Eilish also reaches up to expose unequal power structures, often returning to the theme of innocence polluted. On the hypnotic "GOLDWING" – which starts as a hymn based on a Hindu verse – she warns a novice: "You're sacred and they're starved/And their art is gettin' dark/And there you are to tear apart."

Those same evil forces are at play on the album's triumph – the acoustic guitar-driven "Your Power," pleading with a mentor abusing his power over someone in his thrall. "Will you only feel bad if it turns out/That they kill your contract?" she taunts.

So much for living happily ever after. Seven Grammy Awards haven't changed her or her co-writer and producer, Finneas. If 2019's "When We All Fall Asleep, Where Do We Go?" was sarcastic, quirky, internal and angsty, "Happier Than Ever" is fuller and grander, the songs stronger in their construction, crisper.

Melanie C (L) presents Billie Eilish with the International Female Solo Artist award during the BRIT Awards 2020 at The O2 Arena in London, England, Feb. 18, 2020. (Getty Images)

The brother and sister have an ability to take a spare noodle of a sound and build a sturdy song around it, with Eilish wrapping her expressive and whispery-lush vocals.

Her spoken word "Not My Responsibility" is important and powerful. "Would you like me to be quiet?" she asks and the answer is always "no, no, no." She even targets mortality itself in "Everybody Dies."

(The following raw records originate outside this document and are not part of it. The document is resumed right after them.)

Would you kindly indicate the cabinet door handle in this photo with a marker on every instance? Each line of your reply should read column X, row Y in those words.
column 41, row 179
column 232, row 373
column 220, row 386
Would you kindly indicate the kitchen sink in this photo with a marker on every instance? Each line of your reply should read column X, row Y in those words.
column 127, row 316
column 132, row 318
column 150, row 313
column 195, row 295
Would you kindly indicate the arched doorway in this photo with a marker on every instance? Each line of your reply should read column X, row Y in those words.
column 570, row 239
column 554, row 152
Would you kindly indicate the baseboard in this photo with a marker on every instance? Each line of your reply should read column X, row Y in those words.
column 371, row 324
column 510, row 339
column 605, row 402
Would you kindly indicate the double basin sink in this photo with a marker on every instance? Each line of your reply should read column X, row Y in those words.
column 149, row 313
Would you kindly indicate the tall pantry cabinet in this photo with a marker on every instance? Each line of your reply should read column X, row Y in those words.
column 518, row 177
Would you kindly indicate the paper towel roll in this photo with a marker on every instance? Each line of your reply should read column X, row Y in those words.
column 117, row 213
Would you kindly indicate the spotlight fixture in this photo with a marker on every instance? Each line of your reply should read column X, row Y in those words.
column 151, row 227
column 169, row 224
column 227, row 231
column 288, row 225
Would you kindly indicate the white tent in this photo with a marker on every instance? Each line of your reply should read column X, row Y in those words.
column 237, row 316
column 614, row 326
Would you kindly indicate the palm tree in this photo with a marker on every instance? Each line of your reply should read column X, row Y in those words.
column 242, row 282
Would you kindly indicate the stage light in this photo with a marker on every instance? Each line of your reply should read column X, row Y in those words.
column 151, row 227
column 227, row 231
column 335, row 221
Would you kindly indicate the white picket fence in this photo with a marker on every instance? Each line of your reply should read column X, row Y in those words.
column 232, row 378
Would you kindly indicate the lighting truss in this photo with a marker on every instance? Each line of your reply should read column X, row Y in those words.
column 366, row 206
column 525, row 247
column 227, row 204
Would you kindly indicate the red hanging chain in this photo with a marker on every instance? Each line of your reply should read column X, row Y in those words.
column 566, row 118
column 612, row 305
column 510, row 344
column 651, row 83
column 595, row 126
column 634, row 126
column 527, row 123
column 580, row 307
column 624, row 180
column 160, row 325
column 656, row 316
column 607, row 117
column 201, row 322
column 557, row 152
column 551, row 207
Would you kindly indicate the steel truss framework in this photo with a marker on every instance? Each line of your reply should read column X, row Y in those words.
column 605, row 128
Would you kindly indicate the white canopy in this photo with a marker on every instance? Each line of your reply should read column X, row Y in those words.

The new album isn't all serious. There are terrific kiss-off songs – "I Didn't Change My Number," "Therefore I Am," "Lost Cause" and the slow-building "Happier Than Ever" – and one where she's hopelessly in love ("Haley's Comet"). Eilish and Finneas even play with bossa nova in one terrific slinky tune.

But Eilish is best in the shadows, exploring our messiest impulses. "Oxytocin" starts off as a sexy come-on, appropriate for a song named after a hormone that controls reproduction. But it brilliantly shifts halfway through, turning lust into something darker: "'Cause as long as you're still breathing/Don't you even think of leaving." Hey, it's complicated.